Evaluation of the IBM Distributed Parallel Programming Environment for Java (DPPEJ)
Introduction
The DPPEJ is described on the
IBM AlphaWorks Web site. It uses Java
RMI to enable applications incorporating parallel algorithms to be easily implemented in Java and deployed on a mixed platform network. Parallel algorithms can be written using concepts similar to
MPI programming, but the programmer does not have to understand RMI or Java threads. A companion product, the Grid Applications Framework For Java (
GAF4J ) allows DPPEJ applications to run on
Globus grids. I performed a series of tests to determine whether DPPEJ could be used to implement fast, interactive environmental data processing applications. I used Java version 1.4.2 running on Linux and Solaris for these tests.
Running Programs With DPPEJ
DPPEJ comes with two example programs, which are included in the JAR file that contains the DPPEJ Java classes (dthread.jar). The source code for these example programs is also included, in directory
examples, but in the case of the Array Addition program, this does not correspond exactly to the compiled classes in the JAR file. The compiled version of the Array Addition program in the JAR file takes two arguments, the number of threads to be used and the size of an array, but in the source code these values are hard coded.
I wrote a simple Java program to look through a series of files in a marine data set, looking for sea surface temperatures above a threshold value. The output from the program was the number of files in the data set containing at least one temperature above the threshold, and a list of the paths to those files. The data set I used contains 1808
NetCDF files, each 22MB in size. In my tests the first 250 files in this set were searched for temperatures greater than 32 Celsius. I used the Array Addition program source code as the basis for my program because it is quite simple. The source code for my program is attached to this document.

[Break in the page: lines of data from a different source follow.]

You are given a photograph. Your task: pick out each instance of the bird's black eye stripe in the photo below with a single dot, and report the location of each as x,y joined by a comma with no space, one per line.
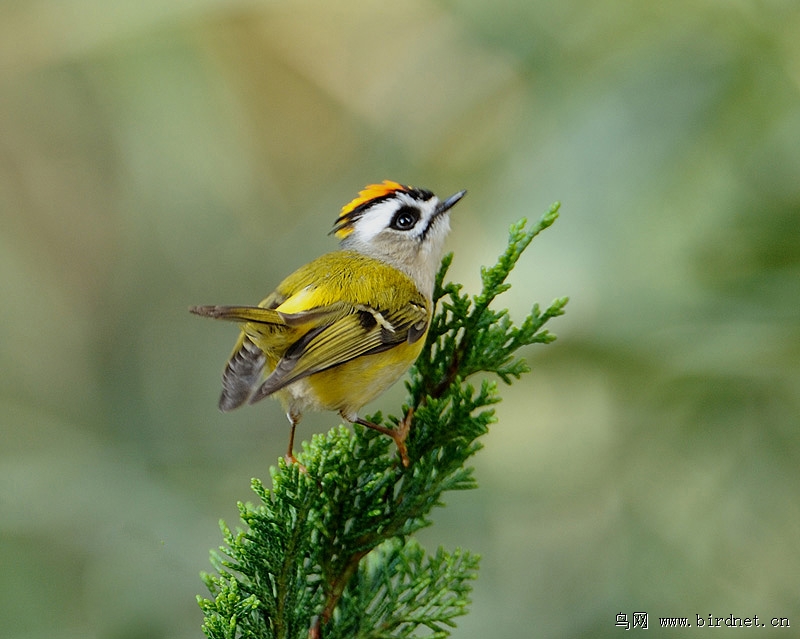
405,218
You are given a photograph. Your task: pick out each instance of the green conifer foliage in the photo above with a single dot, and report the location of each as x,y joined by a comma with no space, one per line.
328,552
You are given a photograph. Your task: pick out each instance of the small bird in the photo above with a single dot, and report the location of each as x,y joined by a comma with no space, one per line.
340,330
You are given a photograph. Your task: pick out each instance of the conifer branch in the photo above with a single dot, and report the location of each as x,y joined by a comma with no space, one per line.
326,553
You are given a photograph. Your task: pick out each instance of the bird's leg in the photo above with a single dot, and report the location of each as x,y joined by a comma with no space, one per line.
294,419
398,435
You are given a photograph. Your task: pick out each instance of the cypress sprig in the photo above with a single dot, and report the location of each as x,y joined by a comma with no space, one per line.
326,552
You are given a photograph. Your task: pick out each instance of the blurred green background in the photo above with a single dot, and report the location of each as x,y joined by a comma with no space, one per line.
155,155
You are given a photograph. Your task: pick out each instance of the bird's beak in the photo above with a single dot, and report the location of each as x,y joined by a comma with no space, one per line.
450,202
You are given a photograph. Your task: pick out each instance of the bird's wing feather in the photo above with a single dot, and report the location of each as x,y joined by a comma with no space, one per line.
363,331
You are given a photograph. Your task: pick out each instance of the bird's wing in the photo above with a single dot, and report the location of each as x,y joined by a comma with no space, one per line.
362,331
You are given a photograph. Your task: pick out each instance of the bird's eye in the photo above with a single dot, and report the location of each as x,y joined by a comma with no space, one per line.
405,219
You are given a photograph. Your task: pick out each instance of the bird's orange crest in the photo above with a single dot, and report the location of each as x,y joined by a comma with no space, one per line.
352,210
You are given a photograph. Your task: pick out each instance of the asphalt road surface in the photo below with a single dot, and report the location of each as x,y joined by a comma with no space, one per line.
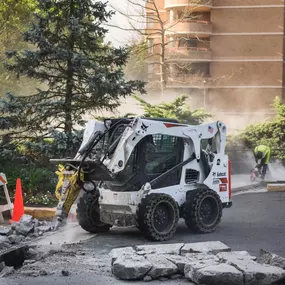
255,221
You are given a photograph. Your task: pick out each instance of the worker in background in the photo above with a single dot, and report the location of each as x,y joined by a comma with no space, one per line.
262,156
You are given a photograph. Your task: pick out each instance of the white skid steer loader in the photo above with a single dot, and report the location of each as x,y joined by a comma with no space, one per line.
147,173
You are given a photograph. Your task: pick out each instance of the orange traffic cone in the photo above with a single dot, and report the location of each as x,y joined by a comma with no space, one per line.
18,211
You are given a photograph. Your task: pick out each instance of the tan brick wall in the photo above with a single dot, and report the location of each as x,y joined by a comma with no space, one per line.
247,20
242,99
246,73
246,2
246,46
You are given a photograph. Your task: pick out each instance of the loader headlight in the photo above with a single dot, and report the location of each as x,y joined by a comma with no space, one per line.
89,186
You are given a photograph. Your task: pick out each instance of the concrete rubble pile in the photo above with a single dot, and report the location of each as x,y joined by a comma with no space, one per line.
212,263
25,230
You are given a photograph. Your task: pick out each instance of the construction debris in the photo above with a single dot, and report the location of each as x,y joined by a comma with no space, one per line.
24,230
280,187
202,263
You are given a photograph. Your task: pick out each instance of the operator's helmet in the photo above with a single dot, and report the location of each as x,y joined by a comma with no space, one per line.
259,155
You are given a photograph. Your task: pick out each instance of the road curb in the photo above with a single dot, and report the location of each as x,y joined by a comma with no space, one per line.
248,187
48,213
40,213
276,187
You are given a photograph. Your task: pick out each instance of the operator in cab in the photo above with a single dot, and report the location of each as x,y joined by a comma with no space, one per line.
262,157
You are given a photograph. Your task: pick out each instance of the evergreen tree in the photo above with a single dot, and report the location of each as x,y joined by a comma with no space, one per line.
81,72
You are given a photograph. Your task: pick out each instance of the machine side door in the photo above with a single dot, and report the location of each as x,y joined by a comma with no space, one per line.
157,154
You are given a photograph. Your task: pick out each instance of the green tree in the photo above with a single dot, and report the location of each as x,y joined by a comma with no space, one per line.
271,133
136,67
177,109
81,72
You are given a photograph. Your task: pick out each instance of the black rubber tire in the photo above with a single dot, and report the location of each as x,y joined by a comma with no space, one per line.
147,212
193,215
88,213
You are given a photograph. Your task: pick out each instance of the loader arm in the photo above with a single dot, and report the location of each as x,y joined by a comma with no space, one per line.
141,128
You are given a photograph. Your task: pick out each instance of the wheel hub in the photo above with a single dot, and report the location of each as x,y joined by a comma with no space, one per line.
163,217
208,211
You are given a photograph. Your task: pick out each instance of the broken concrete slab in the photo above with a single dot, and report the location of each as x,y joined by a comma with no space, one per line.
159,249
222,274
3,240
26,220
44,229
16,239
5,231
198,261
24,230
131,267
178,260
119,252
235,255
7,271
204,247
161,266
267,257
256,273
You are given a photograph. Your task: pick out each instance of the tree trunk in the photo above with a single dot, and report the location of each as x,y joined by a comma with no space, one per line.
68,101
163,75
69,84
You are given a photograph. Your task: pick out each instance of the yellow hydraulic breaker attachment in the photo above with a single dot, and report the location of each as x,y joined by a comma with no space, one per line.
67,191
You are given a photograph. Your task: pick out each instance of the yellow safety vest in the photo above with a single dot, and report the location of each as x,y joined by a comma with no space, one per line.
265,152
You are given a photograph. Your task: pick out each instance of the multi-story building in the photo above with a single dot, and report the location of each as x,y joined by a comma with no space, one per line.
227,54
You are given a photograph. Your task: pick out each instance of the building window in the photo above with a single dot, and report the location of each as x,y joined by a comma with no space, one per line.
150,45
196,68
150,69
188,43
150,20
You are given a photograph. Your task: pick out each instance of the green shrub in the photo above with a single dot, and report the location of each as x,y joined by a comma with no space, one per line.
270,132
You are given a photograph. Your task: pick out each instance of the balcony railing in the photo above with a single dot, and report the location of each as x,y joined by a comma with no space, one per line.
198,5
186,53
197,28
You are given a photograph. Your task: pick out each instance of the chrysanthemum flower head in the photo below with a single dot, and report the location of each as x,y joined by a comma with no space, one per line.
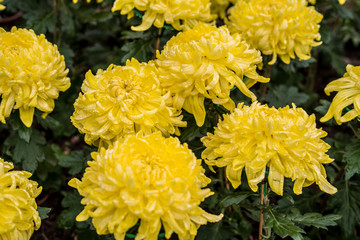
207,62
348,88
285,140
88,1
219,7
314,1
32,72
155,180
181,14
124,100
277,27
18,210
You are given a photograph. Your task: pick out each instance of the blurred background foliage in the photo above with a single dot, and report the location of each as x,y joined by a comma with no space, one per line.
91,37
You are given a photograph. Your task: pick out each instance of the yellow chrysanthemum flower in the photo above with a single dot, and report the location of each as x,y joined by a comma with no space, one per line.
32,72
181,14
314,1
2,7
149,178
88,1
219,7
18,210
207,62
124,100
348,88
285,140
279,27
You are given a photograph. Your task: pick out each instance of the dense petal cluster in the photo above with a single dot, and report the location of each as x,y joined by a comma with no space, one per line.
88,1
348,88
18,210
314,1
219,7
279,27
285,140
32,72
207,62
124,100
181,14
149,178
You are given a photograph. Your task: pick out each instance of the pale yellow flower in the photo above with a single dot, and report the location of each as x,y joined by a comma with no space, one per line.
207,62
348,88
149,178
181,14
32,72
219,7
285,140
88,1
18,210
277,27
124,100
314,1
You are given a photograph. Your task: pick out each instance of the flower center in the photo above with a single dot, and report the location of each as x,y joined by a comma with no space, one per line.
125,90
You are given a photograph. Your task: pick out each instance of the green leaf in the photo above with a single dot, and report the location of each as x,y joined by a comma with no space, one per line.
282,95
283,226
27,153
346,202
75,161
234,198
73,207
141,49
213,231
43,212
316,220
352,158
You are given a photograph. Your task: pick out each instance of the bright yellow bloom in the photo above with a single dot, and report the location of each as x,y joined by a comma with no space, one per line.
348,88
124,100
219,7
279,27
18,215
32,72
149,178
285,140
181,14
207,62
2,7
88,1
314,1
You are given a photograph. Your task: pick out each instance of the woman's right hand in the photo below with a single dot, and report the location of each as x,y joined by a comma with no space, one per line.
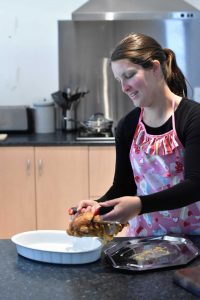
88,205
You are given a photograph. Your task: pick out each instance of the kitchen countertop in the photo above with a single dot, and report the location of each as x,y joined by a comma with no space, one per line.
21,278
59,138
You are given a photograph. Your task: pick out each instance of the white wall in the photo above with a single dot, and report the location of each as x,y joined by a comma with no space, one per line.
29,47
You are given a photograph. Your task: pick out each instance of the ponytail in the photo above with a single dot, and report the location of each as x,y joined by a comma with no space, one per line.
173,74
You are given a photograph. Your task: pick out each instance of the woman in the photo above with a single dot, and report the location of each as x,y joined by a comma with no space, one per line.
156,185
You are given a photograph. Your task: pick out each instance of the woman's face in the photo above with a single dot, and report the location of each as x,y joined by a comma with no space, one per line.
138,83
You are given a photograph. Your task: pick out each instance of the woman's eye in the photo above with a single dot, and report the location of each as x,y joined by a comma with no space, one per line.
129,75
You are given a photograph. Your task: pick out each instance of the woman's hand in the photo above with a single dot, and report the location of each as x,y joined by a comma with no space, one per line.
125,208
88,205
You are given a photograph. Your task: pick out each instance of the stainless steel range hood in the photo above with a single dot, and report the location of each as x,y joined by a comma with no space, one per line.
96,10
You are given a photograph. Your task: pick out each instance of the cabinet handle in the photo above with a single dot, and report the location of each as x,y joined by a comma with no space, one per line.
40,167
28,167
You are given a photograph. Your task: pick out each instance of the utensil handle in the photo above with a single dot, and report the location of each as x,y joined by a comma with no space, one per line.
102,210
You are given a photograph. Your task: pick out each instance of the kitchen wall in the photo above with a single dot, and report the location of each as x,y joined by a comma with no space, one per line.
29,47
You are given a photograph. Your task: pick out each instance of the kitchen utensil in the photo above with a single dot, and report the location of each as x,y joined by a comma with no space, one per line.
95,124
101,211
98,123
141,254
189,279
56,246
44,116
68,101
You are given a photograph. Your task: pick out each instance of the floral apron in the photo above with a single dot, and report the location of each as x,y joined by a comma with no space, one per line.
157,163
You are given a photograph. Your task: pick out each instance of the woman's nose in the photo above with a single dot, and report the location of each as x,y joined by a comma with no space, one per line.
125,87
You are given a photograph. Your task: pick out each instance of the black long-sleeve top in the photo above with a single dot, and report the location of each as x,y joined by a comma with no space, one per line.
187,120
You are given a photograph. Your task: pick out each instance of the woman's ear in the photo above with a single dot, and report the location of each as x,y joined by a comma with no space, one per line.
156,67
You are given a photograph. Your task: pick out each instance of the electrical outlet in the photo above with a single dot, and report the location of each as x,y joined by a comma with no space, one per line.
197,94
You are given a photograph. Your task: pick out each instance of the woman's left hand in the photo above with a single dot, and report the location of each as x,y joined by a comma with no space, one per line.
125,208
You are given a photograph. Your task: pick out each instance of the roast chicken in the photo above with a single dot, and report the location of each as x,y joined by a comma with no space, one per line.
86,224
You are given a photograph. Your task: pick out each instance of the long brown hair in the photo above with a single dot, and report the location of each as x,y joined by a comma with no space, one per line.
142,50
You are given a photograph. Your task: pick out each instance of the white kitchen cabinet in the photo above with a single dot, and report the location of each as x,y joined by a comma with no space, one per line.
17,190
39,184
61,182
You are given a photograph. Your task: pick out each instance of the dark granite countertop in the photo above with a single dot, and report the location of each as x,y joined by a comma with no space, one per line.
59,138
21,278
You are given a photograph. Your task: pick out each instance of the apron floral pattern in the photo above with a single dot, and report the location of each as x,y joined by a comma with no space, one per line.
157,163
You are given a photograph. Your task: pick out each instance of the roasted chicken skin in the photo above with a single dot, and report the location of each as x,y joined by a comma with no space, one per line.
86,224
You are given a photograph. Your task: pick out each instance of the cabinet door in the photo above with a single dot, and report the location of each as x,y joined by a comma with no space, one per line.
101,169
17,190
61,182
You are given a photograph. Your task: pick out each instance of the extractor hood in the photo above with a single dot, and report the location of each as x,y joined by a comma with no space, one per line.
96,10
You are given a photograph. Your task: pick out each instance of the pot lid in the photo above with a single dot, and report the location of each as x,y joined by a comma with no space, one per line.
43,103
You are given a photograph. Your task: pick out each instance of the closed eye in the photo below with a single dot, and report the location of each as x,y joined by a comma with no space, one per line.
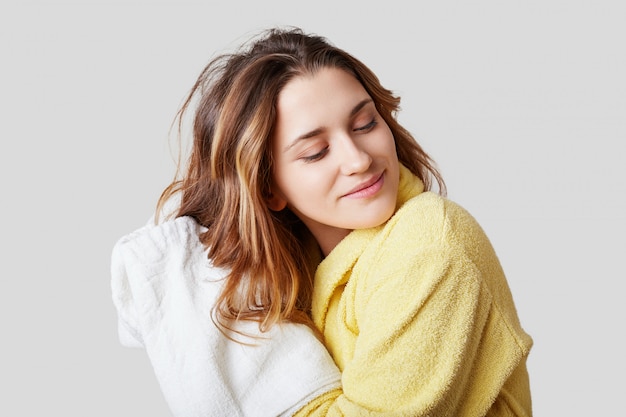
315,157
367,127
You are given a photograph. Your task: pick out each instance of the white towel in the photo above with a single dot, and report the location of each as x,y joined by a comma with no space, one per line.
163,287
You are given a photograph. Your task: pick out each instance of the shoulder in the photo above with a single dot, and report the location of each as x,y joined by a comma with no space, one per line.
431,219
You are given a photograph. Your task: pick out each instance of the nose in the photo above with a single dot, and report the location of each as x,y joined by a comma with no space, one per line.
354,158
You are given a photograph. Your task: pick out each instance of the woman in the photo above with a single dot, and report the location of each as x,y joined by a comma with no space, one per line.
318,203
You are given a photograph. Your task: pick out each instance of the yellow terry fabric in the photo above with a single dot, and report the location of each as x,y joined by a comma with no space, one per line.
419,318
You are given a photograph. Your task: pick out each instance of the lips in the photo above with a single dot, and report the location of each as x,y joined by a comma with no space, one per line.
367,188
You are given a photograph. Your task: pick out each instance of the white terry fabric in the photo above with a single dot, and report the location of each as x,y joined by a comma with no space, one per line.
163,287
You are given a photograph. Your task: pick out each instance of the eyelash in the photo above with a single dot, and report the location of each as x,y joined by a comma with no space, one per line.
319,155
368,126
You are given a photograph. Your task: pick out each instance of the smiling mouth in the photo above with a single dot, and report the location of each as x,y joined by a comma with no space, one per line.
367,189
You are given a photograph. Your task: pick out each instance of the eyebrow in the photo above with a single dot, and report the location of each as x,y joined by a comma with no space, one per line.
319,130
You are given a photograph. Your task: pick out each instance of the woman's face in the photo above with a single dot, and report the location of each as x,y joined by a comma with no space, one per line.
335,163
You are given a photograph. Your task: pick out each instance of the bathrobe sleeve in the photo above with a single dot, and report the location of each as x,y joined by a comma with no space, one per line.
426,324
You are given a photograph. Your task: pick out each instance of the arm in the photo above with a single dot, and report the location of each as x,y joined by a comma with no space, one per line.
431,330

By following the instructions in the DPPEJ documentation I managed to get the example programs working straight away, but making my own code work was not quite so straightforward. I found that all programs must be run from the $DPPEJ_HOME/bin directory, and a directory or JAR file containing the compiled classes must be present in $DPPEJ_HOME/bin. To enable the program to be run from within the
NetBeans development environment I created two symbolic links between $DPPEJ_HOME/bin and the NetBeans project directory for my program. Firstly, I created a link in $DPPEJ_HOME/bin pointing to the location of the directory containing the compiled classes (TempExceeds/build/classes/tempexceeds). Secondly, I created a link in the NetBeans project directory (TempExceeds) pointing to the daemonregistry.properties file in $DPPEJ_HOME/bin.
The distributed daemons seem to remember the classes as they are when they are first executed, so if any changes are made to the code while the daemons are running, it is the original version of the code that is executed and not the revised version. Therefore, the daemons must be stopped and restarted every time the classes are recompiled.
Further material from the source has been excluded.